Biden DOJ rescinds Trump ‘zero tolerance’ policy that resulted in family separations at border

The Biden administration rescinded a Trump-era policy that had forced migrant families to be separated at the border so that the adults could be prosecuted for unlawful entry.

The Justice Department’s top official issued a memo Tuesday that walked back the “zero tolerance” policy, which called for federal law enforcement personnel on the border to refer for prosecution all adults, including those who arrived with children, who illegally crossed the border. The policy only applied to first-time offenders.

“Consistent with this longstanding principle of making individualized assessments in criminal cases, I am rescinding — effective immediately — the policy directive,” acting Attorney General Monty Wilkinson wrote in a memo shared with the Washington Examiner.

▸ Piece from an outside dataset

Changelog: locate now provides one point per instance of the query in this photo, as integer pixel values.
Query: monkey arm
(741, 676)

A DOJ spokesperson said in an email that the policy “was inconsistent with the department’s longstanding principle that we exercise judgment and make individualized assessments in criminal cases,” adding that the move “restores to prosecutors their traditional discretion to make charging decisions based on a careful review of the particular facts and circumstances of individual immigration cases.”

The DOJ’s move was largely symbolic as the policy has not been enforced since the summer of 2018, but it represents the new administration doing away with its predecessor’s tough tone toward immigrants and vows to consider prosecutions on a case-by-case basis. The policy has technically remained on the books even though it was not being followed.

In an effort to deter illegal migration occurring between the Mexican border and Texas, New Mexico, Arizona, and California, the Trump administration in early 2017 rolled out the zero tolerance policy in several regions of the 2,000-mile-long boundary. In April 2018, former President Donald Trump’s first attorney general, Jeff Sessions, announced that the Department of Homeland Security would be prosecuting all adults who illegally crossed the southern border in an attempt to deter more people from coming, in light of the increased migration of Central Americans. Because children cannot be held in jail, adults with children had not been prosecuted until then, but the influx of families prompted the government to take the new harsh action. Separated children were to be transferred to the Health and Human Services Office of Refugee Resettlement, then placed with sponsors in the United States. The initiative was stopped in June 2018 following outcry from Democrats and Republicans.

As of January, an estimated 5,400 families who were separated at the border and more than 600 children have yet to be reunited more than two years later, according to a court filing submitted earlier this month.

A Justice Department audit released this month concluded that Sessions and then-Deputy Attorney General Rod Rosenstein advanced the plan knowing that it would prompt thousands of children to be temporarily orphaned. The DOJ leaders wrongly assumed the courts and federal agencies, such as Immigration and Customs Enforcement and the HHS, would be able to accommodate and track each member of the divided families.

President Biden said last week that his Justice Department will conduct a thorough investigation into the implementation of the policy.

Any person arrested after illegally crossing the U.S. border from Mexico or Canada is taken into custody by Border Patrol, which is part of Customs and Border Protection, a DHS agency. He or she is then transferred from a regional Border Patrol holding station to ICE for longer detention, or immediately removed from the country by CBP, or in the case of children who arrive without parents or are separated from a parent by the government, turned over to ORR, the federal agency that cares for unaccompanied children.

DHS and CBP did not immediately respond to requests for comment.